Word2Vec Evaluating Embeddings: Analogical Reasoning

(written by lawrence krubner, however indented passages are often quotes). You can contact lawrence at: lawrence@krubner.com

The math in this article is difficult for me, but after reading it a few times I think I get the gist of how Word2Vec works:

Evaluating Embeddings: Analogical Reasoning

Embeddings are useful for a wide variety of prediction tasks in NLP. Short of training a full-blown part-of-speech model or named-entity model, one simple way to evaluate embeddings is to directly use them to predict syntactic and semantic relationships like king is to queen as father is to ?. This is called analogical reasoning and the task was introduced by Mikolov and colleagues .

The choice of hyperparameters can strongly influence the accuracy on this task. To achieve state-of-the-art performance on this task requires training over a very large dataset, carefully tuning the hyperparameters and making use of tricks like subsampling the data, which is out of the scope of this tutorial.

Optimizing the Implementation

Our vanilla implementation showcases the flexibility of TensorFlow. For example, changing the training objective is as simple as swapping out the call to tf.nn.nce_loss() for an off-the-shelf alternative such as tf.nn.sampled_softmax_loss(). If you have a new idea for a loss function, you can manually write an expression for the new objective in TensorFlow and let the optimizer compute its derivatives. This flexibility is invaluable in the exploratory phase of machine learning model development, where we are trying out several different ideas and iterating quickly.

Once you have a model structure you’re satisfied with, it may be worth optimizing your implementation to run more efficiently (and cover more data in less time).
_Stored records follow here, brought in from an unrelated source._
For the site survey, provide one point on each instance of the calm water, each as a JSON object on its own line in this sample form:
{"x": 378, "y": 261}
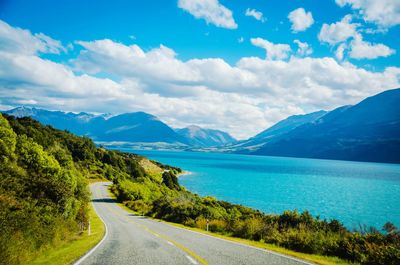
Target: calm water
{"x": 353, "y": 192}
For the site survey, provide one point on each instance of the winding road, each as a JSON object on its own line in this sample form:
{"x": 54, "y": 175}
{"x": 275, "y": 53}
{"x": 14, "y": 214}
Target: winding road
{"x": 133, "y": 239}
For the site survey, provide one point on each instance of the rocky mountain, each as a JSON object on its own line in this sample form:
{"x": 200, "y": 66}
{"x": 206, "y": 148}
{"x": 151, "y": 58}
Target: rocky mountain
{"x": 367, "y": 131}
{"x": 137, "y": 127}
{"x": 199, "y": 137}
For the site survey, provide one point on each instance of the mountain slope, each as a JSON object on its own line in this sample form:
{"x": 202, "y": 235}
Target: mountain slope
{"x": 368, "y": 131}
{"x": 197, "y": 136}
{"x": 128, "y": 127}
{"x": 276, "y": 130}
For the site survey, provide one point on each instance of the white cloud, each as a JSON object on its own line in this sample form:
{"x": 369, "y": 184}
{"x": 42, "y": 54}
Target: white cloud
{"x": 338, "y": 32}
{"x": 361, "y": 49}
{"x": 258, "y": 15}
{"x": 304, "y": 48}
{"x": 385, "y": 13}
{"x": 23, "y": 41}
{"x": 273, "y": 51}
{"x": 211, "y": 11}
{"x": 340, "y": 51}
{"x": 301, "y": 20}
{"x": 252, "y": 94}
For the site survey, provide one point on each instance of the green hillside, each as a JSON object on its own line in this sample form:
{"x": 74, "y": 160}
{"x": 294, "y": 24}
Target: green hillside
{"x": 44, "y": 199}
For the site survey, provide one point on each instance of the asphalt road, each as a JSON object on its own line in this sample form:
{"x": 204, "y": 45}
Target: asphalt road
{"x": 132, "y": 239}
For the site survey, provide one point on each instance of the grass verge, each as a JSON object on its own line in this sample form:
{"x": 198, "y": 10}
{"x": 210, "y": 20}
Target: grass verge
{"x": 317, "y": 259}
{"x": 73, "y": 249}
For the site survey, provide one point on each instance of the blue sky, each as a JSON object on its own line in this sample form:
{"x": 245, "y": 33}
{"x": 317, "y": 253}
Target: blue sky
{"x": 219, "y": 64}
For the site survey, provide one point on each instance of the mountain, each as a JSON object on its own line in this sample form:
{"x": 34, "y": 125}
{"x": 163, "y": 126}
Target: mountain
{"x": 132, "y": 128}
{"x": 278, "y": 129}
{"x": 197, "y": 136}
{"x": 129, "y": 127}
{"x": 367, "y": 131}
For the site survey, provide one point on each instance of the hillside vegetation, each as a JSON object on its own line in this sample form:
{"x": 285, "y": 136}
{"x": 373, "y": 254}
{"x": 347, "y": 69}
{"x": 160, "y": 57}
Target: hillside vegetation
{"x": 44, "y": 199}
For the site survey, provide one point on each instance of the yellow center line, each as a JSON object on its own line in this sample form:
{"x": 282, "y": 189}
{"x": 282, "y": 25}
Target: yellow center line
{"x": 185, "y": 249}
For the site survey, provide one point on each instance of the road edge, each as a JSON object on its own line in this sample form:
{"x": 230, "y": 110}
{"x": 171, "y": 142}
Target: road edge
{"x": 93, "y": 249}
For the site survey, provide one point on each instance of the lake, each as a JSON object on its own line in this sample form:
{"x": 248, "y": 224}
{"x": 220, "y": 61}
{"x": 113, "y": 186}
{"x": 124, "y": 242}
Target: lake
{"x": 353, "y": 192}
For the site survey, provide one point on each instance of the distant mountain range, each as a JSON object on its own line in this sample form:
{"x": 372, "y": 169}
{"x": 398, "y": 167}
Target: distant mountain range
{"x": 367, "y": 131}
{"x": 197, "y": 136}
{"x": 137, "y": 127}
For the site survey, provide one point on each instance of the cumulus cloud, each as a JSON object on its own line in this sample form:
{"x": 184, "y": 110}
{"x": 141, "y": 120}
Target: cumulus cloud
{"x": 253, "y": 93}
{"x": 273, "y": 51}
{"x": 338, "y": 32}
{"x": 211, "y": 11}
{"x": 303, "y": 49}
{"x": 258, "y": 15}
{"x": 301, "y": 20}
{"x": 385, "y": 13}
{"x": 340, "y": 51}
{"x": 361, "y": 49}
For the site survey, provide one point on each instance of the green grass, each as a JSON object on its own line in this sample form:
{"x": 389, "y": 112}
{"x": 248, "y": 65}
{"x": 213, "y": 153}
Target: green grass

For example, the naive code we used in this tutorial would suffer compromised speed because we use Python for reading and feeding data items — each of which require very little work on the TensorFlow back-end. If you find your model is seriously bottlenecked on input data, you may want to implement a custom data reader for your problem, as described in New Data Formats. For the case of Skip-Gram modeling, we’ve actually already done this for you as an example in models/tutorials/embedding/word2vec.py.

If your model is no longer I/O bound but you want still more performance, you can take things further by writing your own TensorFlow Ops, as described in Adding a New Op. Again we’ve provided an example of this for the Skip-Gram case models/tutorials/embedding/word2vec_optimized.py. Feel free to benchmark these against each other to measure performance improvements at each stage.


In this tutorial we covered the word2vec model, a computationally efficient model for learning word embeddings. We motivated why embeddings are useful, discussed efficient training techniques and showed how to implement all of this in TensorFlow. Overall, we hope that this has show-cased how TensorFlow affords you the flexibility you need for early experimentation, and the control you later need for bespoke optimized implementation.